# Recommendations for a reasonably priced machine/drill press vice?



## Gavlar (29 Dec 2020)

hi all,

I'm looking for a drill press vice for general wood and metalwork, and the variety is bewildering...any ideas please? Budget up to 50 quid.

criteria:

up to 150mm opening, ideally
no need for rotation as my drill table does that
slotted base
v slots both vertical and horizontal
any votes based on user experience would be great, thank you
Gavin


----------



## TFrench (29 Dec 2020)

150mm opening is pretty big I would say. Mostly chinesium tat in that size and price bracket. A nippy style vice is great for general use, can normally be had for around £30 if you watch ebay carefully. For the 6" opening, either buy a chinese one and put up with how bad it is or wait for a used rack vice or machine vice to come along. It'll probably cost more than £50 though.


----------



## Alpha-Dave (29 Dec 2020)

I have found that all products from Soba (an Indian company) have been excellent, I have 3 of their drill press vices.

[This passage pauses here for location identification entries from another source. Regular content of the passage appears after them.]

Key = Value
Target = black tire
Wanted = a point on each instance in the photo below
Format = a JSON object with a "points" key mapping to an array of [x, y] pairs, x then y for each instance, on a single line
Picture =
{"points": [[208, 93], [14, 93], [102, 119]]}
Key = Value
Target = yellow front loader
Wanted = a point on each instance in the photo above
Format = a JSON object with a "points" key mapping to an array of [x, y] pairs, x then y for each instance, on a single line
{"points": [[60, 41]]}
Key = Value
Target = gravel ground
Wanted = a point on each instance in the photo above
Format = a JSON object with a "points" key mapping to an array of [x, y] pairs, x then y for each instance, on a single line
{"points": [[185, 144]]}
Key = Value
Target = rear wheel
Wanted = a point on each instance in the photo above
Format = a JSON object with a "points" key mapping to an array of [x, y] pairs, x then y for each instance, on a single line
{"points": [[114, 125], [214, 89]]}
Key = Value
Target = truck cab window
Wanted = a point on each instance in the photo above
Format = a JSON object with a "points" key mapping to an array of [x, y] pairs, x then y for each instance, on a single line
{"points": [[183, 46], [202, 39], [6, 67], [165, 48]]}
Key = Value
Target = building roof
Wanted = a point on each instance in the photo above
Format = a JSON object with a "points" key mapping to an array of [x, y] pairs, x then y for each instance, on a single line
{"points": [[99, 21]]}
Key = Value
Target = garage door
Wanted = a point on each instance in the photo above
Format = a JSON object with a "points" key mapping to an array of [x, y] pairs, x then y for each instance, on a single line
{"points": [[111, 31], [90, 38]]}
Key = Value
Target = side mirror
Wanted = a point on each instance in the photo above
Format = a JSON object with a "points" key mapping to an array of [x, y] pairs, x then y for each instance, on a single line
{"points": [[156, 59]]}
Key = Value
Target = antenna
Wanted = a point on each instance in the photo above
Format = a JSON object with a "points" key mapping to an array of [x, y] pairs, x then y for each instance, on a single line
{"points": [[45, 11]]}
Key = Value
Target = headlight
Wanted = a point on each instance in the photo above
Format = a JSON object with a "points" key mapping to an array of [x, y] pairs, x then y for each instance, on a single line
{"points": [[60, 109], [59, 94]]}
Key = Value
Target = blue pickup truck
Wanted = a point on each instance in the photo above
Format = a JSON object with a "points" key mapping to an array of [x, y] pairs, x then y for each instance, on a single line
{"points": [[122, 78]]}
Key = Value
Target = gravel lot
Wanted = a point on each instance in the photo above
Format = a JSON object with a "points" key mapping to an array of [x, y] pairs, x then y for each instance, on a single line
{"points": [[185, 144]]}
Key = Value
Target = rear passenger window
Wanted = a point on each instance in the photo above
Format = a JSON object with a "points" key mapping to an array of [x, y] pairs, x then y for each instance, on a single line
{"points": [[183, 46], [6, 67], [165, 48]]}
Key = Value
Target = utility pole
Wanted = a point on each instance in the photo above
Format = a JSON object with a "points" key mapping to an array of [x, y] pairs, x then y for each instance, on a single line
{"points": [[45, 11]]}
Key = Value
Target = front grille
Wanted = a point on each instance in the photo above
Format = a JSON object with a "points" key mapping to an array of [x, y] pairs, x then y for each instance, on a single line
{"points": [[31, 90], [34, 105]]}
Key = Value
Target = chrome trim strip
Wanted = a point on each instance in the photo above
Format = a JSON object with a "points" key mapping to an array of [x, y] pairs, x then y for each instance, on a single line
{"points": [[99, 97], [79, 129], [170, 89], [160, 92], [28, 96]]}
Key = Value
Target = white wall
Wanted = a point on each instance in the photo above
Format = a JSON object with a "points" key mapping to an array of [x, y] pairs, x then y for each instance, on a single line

The best I have is this one, which fits your budget: 
Soba 100 mm Precision Drilling Vice | Chronos Engineering Supplies

The 6” version is more expensive, but will weigh much more:








Soba 150mm Precision Drilling Vice - Chronos Engineering Supplies


Soba 150mm Precision Drilling Vice from Chronos Engineering Supplies. Free UK delivery and great worldwide rates.




www.chronos.ltd.uk





This and other models are available from Chronos, RDG Tools, and Axminster (Soba is one of the brands Axi have repainted and badged as their engineer range.


----------



## Terrytpot (29 Dec 2020)

Alpha-Dave said:


> The best I have is this one, which fits your budget:
> Soba 100 mm Precision Drilling Vice | Chronos Engineering Supplies


Got the same one myself although picked mine up at Nuneaton Axi as an impulse buy and glad I did.


----------



## Gavlar (30 Dec 2020)

thanks guys, will get one of those on order today


----------



## u38cg (10 Jan 2021)

Do you have a T-slotted table? If so an infinite/two-part vise might be the answer.


----------



## Gavlar (11 Jan 2021)

No, my circular table's just got six standard slots in a radial arrangement. I ordered the Soba 4" vice recommended above. It arrived next day, but wouldn't fully open, so Chronos sent another, also arrived next day plus arranged collection of the first one. Very impressed with them, and the vice is great too.


----------